I wanted some sand to build up a dam at the corner of my arena where the water comes in from my neighbor's property and to fill in the areas where rain naturally wants to flow. I also wanted some decomposed granite to build up the base of the barn. I called one company and was a bit shocked by what they wanted to charge me for two truckloads. They were having a hard time fitting me into their schedule, so I called a different company and discovered that they could save me a couple of hundred dollars. I had more confidence in the receptionist at the second place, because she and I were on the same wavelength and I knew she was listening to me, so I went with them. I explained that I have horses that I must relocate before they bring in the dump trucks, so she made sure that the truck driver called before driving over. She had horses herself, so she understood. The driver gave me 45 minutes advance notice, which allowed me the perfect amount of time to move all four horses out of the barn to the round pen, and get my dogs outside to do their business.
I showed the driver the various hazards around the route that would affect the trajectory of his truck, and showed him where I needed each pile to be dumped. He was spot on. It was the smoothest business transaction I've ever experienced. I gave them a five-star review. I doubt that 15 tons of sand and 15 tons of decomposed granite will be enough, but it will take a while for me to spread it where I need it. Then I plan to order another load or two.

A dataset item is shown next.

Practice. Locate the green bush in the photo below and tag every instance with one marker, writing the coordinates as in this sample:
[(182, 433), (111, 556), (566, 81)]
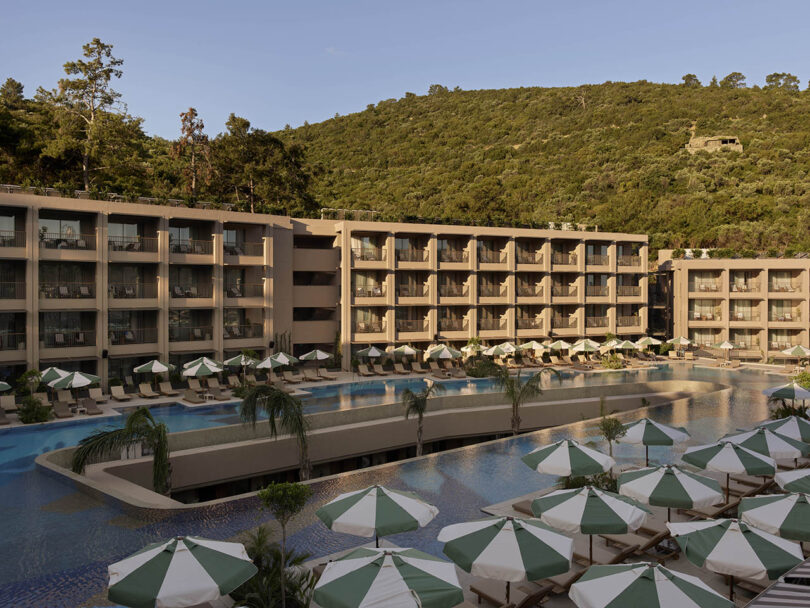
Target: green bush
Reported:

The driver was worried about me shoveling all that stuff and told me to be careful and take it easy. I laughed, and said I would. He said, "No, seriously, that's a lot of work. Be careful."
I have no doubt that I will throw out my back and re-injure my arm doing this, so I'm planning on just doing a little bit off work each day.

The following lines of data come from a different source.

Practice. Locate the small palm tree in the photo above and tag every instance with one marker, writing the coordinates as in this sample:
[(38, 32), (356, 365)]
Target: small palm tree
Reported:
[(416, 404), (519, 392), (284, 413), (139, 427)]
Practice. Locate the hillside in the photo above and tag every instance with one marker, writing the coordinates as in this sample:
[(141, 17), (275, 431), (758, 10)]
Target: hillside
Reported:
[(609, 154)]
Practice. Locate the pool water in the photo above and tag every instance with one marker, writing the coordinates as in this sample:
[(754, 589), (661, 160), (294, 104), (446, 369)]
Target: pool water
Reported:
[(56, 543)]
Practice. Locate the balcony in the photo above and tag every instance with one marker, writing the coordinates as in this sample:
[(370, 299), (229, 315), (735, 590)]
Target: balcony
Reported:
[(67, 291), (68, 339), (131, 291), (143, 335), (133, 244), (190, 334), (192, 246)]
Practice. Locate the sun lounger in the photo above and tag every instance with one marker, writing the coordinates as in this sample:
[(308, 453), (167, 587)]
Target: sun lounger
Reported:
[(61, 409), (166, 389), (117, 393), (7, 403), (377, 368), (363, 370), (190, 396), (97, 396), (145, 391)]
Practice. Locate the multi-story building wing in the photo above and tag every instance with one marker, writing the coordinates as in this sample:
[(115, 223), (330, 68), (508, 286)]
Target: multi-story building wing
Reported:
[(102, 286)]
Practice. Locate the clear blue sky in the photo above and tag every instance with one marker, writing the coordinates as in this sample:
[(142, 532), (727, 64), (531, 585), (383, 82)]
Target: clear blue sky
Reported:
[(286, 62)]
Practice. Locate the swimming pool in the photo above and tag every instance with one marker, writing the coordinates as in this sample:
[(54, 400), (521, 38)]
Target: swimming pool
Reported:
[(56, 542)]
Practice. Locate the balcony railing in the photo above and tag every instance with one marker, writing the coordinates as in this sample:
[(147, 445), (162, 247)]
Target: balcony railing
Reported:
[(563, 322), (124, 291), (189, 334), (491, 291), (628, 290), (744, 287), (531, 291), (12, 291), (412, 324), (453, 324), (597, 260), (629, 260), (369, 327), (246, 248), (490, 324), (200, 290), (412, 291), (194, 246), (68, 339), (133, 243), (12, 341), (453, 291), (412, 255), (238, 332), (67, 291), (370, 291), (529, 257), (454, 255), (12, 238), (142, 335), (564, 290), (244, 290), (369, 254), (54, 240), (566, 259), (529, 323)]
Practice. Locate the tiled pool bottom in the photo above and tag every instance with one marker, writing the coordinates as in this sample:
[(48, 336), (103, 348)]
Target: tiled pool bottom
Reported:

Below is the view from my porch. You can see the sand pile in the left corner of the arena. I had already put a dent in spreading it. The D.G. pile is next to the barn. I'll have to shovel it into the wagon, pull the wagon into the stalls, dump it, and spread it. You can see the horses on the far right side in the distance...
When I first put the horses all together in the round pen, Rock decided to throw his weight around, and Lostine started pecking at Gabbrielle to get her to straighten out Rock. I had to supervise them to stop any kicking and biting, but within a few minutes they settled down. Here Bombay and Lostine are playing in the water trough...
I caught Gabbrielle to take her to Lostine, but Bombay and Rock wanted to barge through the gate with us, so I had to chase them away with the whip. But they kept running right back to the gate. I contemplated calling someone to see if she could come over and help hold the other horses at bay while I led one horse at a time through the gates, but getting help seemed like more of a fiasco than me trying to act like I had three arms. I managed to get each anxious horse relocated by being creative.
Gabbrielle took off running through the gate when I gave her the nod to go through. I stopped her, and backed her all the way from the round pen to the hay barn. The problem was that as soon as we rounded the hay barn, the dirt piles would come into the horse's view, and the horse would most likely jump into me to get away from them. So, I didn't want to be next to the horse when coming around the hay barn. What I did was get in front of the horse facing it, and I walked backwards while leading her. That way the horse could see the mounds in clear view, and I could snake the rope at her if she jumped toward me, but it was unlikely that she would jump toward me, because that would be like jumping toward the mounds. That tactic worked out well and I made it another day without broken feet.
The boys were the first to inspect the fresh sand. Here Bombay is rubbing his face on it...
Now I have to get back to work with my snow shovel.